How much does it cost to run an electric kettle in the UK?

Price updated 9 July 2026 · Q3 2026 (Jul–Sep)

A typical electric kettle (3,000 W) used 9 minutes a day, every day costs about £3.57 a month (£42.89 a year) at 26.11p/kWh.

Kettles are near-universal in UK homes and almost always rated close to 3,000W — the maximum a standard plug allows. They only run for a couple of minutes at a time, but a heavy tea-drinking household can boil a kettle a dozen times a day. The single biggest waste is boiling far more water than you need: heating a full 1.7 litre kettle to make one mug uses several times the energy required. Descaling also matters, because limescale slows heating and wastes power.

Work out your own cost

About £3.57 a month · £42.89 a year

Per hour78p
Per day12p
Per week82p
Per month£3.57
Per year£42.89

Uses about 164 kWh a year.
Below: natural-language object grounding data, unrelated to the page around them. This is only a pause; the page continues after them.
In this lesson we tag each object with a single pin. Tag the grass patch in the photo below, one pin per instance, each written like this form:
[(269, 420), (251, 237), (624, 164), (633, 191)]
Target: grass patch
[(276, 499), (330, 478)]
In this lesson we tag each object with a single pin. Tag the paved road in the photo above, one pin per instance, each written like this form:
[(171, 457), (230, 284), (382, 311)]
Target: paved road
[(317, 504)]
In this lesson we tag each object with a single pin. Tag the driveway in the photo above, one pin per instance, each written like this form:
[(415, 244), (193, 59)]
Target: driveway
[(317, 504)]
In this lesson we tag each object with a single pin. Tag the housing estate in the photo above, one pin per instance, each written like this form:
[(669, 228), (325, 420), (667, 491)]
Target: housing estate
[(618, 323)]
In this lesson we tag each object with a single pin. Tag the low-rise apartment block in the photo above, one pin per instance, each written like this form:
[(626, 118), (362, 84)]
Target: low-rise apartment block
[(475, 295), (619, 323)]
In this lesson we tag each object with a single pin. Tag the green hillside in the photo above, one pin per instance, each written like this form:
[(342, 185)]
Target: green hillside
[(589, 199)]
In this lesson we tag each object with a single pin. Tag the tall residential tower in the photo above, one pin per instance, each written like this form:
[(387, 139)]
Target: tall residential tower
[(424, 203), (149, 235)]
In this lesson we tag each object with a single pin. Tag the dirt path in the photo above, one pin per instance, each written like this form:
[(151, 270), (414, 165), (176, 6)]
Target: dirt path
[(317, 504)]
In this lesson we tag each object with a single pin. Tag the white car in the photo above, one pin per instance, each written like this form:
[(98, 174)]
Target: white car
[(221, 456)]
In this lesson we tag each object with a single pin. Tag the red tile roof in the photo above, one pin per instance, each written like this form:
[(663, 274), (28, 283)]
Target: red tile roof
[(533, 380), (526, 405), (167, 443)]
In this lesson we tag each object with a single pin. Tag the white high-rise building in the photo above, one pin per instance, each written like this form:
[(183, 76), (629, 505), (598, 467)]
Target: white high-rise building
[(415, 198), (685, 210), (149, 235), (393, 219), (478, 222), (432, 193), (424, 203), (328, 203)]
Prefilled with the Ofgem cap of 26.11p/kWh — edit any box for your own figures.

Cost by model power

The same electric kettle can vary a lot between models, so here is the range from a low-power to a high-power example.

Based on 9 minutes a day, every day, at 26.11p/kWh.
ModelPowerPer hourPer dayPer monthPer year
Low-power model 2,200 W 57p 8.6p £2.62 £31.45
Typical model 3,000 W 78p 12p £3.57 £42.89
High-power model 3,000 W 78p 12p £3.57 £42.89

What changes the cost

  • How much water you boil vs how much you use
  • Number of boils per day
  • Limescale build-up slowing the element
  • Reboiling water that has gone cold
Save money: Only fill the kettle to the number of cups you need — for most households this is the single easiest daily energy saving in the kitchen.

Common questions

Does boiling a full kettle cost more?

Yes — energy scales with the amount of water heated, so boiling a full kettle for one mug can use three to four times the electricity needed.